# Suzuki DF30ATHL outboard motor review



## basshole82 (Jul 22, 2016)

I just bought a 2013 16' Lowe AN160T v-hull off of Craigslist and I'm looking for a nice 30HP tiller for it. I'm considering the Suzuki DF30ATHL with power tilt/trim and was curious if anyone could give me some feedback on that motor and how it would compare to the other outboards out there?


----------



## jsmoody (Jul 22, 2016)

I think they only make that motor in a long shaft. I wanted to get one too but didn't for that reason.


----------



## Florida_Native (Jul 22, 2016)

I'm currently looking for a new 25hp. Spoke with my friends dad who is a marine technician and he said they are very popular right now and for the money it's a pretty good deal. 


Sent from my iPhone using Tapatalk


----------



## skipper123 (Aug 10, 2016)

Not sure about the support for that brand might want to make sure you have a dealer close by if need be. I just bought a new EFI Tohatsu 30 with tilt/trim /electric start and multifunction tiller. It is sweet. May be about the same price as it was for me.


----------



## basshole82 (Aug 10, 2016)

skipper123 said:


> Not sure about the support for that brand might want to make sure you have a dealer close by if need be. I just bought a new EFI Tohatsu 30 with tilt/trim /electric start and multifunction tiller. It is sweet. May be about the same price as it was for me.

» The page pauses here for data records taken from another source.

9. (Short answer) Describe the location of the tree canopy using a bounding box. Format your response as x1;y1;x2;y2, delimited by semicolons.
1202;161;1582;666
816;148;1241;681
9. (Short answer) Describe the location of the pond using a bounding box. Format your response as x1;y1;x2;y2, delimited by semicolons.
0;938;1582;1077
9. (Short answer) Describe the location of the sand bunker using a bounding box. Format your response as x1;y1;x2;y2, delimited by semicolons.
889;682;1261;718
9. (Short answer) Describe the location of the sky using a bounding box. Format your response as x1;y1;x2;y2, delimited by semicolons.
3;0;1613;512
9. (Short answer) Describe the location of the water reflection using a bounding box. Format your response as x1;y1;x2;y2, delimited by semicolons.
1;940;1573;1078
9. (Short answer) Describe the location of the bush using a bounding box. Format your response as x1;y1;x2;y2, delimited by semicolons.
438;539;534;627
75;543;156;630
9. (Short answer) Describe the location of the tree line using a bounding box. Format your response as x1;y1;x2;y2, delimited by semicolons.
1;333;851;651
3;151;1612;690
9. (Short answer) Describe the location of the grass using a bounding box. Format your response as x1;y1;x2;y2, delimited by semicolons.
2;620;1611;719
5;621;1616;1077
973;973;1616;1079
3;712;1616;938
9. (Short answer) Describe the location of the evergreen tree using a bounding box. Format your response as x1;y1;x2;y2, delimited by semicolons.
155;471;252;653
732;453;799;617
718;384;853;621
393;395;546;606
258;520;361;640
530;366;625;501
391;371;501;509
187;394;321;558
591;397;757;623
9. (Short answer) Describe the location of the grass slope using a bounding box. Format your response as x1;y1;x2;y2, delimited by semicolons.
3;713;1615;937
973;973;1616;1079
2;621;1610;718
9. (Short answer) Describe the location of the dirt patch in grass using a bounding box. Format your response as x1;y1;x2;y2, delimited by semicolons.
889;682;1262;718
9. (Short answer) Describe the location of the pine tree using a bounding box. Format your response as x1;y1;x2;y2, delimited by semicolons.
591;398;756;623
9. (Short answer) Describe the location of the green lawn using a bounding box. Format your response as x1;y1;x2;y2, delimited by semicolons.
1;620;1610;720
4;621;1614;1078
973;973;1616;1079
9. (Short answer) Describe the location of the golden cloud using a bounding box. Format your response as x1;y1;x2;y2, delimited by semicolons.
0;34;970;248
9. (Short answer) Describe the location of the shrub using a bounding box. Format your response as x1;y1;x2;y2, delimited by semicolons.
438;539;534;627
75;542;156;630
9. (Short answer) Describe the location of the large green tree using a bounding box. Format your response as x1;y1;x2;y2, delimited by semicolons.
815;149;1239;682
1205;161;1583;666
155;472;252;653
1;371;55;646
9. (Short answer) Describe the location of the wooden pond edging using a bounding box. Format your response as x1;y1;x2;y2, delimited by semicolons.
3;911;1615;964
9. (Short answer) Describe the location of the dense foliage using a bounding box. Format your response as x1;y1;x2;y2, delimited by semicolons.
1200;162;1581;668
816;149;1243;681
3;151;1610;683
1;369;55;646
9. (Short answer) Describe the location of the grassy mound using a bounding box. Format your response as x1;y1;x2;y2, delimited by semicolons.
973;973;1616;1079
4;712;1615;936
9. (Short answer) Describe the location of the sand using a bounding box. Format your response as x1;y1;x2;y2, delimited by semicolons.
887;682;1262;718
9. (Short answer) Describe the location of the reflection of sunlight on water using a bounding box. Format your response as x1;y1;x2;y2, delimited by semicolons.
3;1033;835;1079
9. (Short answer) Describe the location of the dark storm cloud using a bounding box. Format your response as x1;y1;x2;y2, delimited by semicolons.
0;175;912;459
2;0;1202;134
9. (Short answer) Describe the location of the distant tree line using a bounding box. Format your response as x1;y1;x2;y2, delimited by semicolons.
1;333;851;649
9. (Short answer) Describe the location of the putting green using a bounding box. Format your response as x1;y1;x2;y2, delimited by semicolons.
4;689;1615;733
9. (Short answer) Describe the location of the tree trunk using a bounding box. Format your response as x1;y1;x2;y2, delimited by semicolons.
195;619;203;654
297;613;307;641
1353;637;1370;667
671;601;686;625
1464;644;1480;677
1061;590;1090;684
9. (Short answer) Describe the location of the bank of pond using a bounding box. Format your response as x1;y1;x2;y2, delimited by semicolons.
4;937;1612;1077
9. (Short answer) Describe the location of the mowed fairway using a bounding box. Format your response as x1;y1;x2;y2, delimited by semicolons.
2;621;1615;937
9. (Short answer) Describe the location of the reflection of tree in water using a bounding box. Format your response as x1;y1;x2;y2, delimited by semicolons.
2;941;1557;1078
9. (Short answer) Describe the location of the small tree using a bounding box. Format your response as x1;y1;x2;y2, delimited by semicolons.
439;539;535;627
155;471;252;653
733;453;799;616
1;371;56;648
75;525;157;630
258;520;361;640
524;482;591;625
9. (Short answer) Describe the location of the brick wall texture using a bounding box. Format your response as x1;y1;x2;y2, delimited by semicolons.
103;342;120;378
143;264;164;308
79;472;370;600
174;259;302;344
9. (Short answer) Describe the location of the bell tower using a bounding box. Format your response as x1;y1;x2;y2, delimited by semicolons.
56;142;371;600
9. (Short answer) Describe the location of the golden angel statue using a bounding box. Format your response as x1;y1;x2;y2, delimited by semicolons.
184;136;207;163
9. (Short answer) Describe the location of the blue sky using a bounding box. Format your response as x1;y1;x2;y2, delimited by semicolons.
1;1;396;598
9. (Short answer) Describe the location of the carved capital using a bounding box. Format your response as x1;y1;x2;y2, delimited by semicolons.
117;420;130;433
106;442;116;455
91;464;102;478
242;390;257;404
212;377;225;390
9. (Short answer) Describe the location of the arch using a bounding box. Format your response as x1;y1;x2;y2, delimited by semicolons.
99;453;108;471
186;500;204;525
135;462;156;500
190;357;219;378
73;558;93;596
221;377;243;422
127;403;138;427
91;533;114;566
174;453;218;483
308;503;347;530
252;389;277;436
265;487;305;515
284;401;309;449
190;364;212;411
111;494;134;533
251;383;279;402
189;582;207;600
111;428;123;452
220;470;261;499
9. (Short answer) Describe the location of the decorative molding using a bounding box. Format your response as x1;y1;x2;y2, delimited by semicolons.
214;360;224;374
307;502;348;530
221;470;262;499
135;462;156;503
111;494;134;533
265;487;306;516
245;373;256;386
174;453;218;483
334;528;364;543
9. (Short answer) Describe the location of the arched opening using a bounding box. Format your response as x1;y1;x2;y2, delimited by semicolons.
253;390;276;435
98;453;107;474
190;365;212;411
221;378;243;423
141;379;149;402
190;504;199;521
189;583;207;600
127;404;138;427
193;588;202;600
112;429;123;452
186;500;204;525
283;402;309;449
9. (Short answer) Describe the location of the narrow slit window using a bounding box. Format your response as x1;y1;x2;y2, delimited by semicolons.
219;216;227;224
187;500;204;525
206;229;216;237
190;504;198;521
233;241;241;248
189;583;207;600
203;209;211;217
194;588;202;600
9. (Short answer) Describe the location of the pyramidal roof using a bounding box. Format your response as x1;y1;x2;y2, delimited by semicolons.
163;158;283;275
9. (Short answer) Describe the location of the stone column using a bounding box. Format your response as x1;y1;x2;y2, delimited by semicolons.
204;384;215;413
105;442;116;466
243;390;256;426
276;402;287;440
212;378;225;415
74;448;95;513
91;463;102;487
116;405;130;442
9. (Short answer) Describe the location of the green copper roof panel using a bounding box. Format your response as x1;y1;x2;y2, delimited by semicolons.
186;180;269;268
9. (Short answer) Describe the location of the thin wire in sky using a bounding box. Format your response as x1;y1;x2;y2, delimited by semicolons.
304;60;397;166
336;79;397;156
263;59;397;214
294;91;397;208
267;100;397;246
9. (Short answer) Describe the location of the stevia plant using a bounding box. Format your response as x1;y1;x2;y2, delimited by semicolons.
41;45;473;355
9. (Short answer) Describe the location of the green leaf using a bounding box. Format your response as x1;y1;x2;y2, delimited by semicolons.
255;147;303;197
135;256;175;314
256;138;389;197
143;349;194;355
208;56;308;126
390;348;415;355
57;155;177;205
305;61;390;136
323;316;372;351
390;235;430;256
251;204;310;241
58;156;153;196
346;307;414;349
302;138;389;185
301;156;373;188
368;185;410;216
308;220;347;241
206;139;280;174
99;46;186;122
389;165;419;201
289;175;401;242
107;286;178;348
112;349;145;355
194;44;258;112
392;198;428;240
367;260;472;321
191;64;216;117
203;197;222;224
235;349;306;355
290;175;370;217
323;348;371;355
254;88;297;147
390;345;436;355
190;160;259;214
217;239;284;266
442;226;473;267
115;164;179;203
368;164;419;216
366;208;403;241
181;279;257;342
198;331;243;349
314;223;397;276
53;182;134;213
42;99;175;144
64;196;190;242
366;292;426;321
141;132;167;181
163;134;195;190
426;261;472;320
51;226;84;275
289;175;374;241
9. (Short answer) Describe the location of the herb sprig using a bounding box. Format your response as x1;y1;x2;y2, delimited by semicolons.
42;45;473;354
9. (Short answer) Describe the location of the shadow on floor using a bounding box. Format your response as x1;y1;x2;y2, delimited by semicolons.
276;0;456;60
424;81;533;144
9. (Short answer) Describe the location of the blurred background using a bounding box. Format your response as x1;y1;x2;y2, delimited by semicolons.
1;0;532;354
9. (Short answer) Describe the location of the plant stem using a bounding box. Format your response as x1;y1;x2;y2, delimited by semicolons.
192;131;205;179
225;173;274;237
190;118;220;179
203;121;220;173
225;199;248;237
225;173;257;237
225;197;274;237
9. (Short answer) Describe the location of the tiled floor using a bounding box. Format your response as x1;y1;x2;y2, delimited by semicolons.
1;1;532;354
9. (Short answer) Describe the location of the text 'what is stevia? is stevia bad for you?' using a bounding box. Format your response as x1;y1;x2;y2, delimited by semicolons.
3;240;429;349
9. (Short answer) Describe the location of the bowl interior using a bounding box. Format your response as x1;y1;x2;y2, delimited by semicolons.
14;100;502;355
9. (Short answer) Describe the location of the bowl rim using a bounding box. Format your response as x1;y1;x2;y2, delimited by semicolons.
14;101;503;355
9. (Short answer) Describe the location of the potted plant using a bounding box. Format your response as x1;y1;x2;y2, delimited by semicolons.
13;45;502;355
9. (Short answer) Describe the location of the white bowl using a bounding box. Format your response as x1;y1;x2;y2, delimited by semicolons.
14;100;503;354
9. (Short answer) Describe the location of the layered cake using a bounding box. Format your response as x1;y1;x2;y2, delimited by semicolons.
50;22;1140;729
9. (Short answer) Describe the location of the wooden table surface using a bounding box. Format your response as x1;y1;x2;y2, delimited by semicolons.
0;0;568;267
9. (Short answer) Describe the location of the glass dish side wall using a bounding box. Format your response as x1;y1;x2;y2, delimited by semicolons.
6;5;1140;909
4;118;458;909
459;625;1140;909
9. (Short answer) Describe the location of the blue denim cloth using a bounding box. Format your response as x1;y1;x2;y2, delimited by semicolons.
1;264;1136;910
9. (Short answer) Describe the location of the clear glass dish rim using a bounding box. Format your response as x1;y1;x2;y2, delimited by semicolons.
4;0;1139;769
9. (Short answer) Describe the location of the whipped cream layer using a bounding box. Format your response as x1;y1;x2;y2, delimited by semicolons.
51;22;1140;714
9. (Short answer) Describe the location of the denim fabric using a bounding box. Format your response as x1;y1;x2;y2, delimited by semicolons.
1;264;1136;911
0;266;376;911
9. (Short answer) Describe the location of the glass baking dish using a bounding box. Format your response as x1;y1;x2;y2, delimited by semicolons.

Thanks for the input Skipper, mind if I ask where you got the Tohatsu and how much did you have to pay for it?


----------



## scoobeb (Aug 13, 2016)

Hands down the best outboard for the money imo only.I owned a 25hp which is the same engine and it has i mean some serious balls for a 4stroke/insane power and runs like a sewing machine.I had the original 25hp mec 4 stroke or tohatsu(same engine)and it was a dog,now since a yr or 2 ago i believe they lowered the gear ratio a ton which will give it some better torque so it may be worth looking into now.Still once you run one of those suzuki's you will fall in love.The next engine i buy is going to be the 25hp suzuki again.I wanted a 2 stroke plus i had some money isuues a while ago so i was forced to sell my 25hp suzuki and everyday i wished i hadn't now because it was the smoothest,quietest and the most powerful 25hp 4stroke i have ever ran and i have have ran many outboards.You won't regret it.


----------



## scoobeb (Aug 13, 2016)

I don't know how important power everything is to you but the 25hp will only be a hair slower than the 30hp and you can get a nice brand new tiller with manual start and manual tilt and trim for around $3500 or less if you call them and ask if they can do better. Olineoutboards.com has the best prices hands down.The 25 only weighs in at 136,you step up to a 30hp they are near 160+ because of all the extra goodies on it and the price goes way up. I don't know were you live but here in fl they have a 25hp 4stroke honda that is a near $5k engine for only $3200 as a blow out and a great deal if you ask me.Honda's are great outboards and have gobs of power also,check boats.net out and you will find it there.Good luck.


----------



## scoobeb (Aug 13, 2016)

I may be wrong but it looks like you need a long shaft from the model your looking at?????


----------



## JL8Jeff (Aug 14, 2016)

I had an older 13' Boston Whaler that had a 25 Suzuki (I think it was a mid 80's model) and that motor ran great. It would outrun my cousin in his 14' aluminum V with a 30 hp Johnson.


----------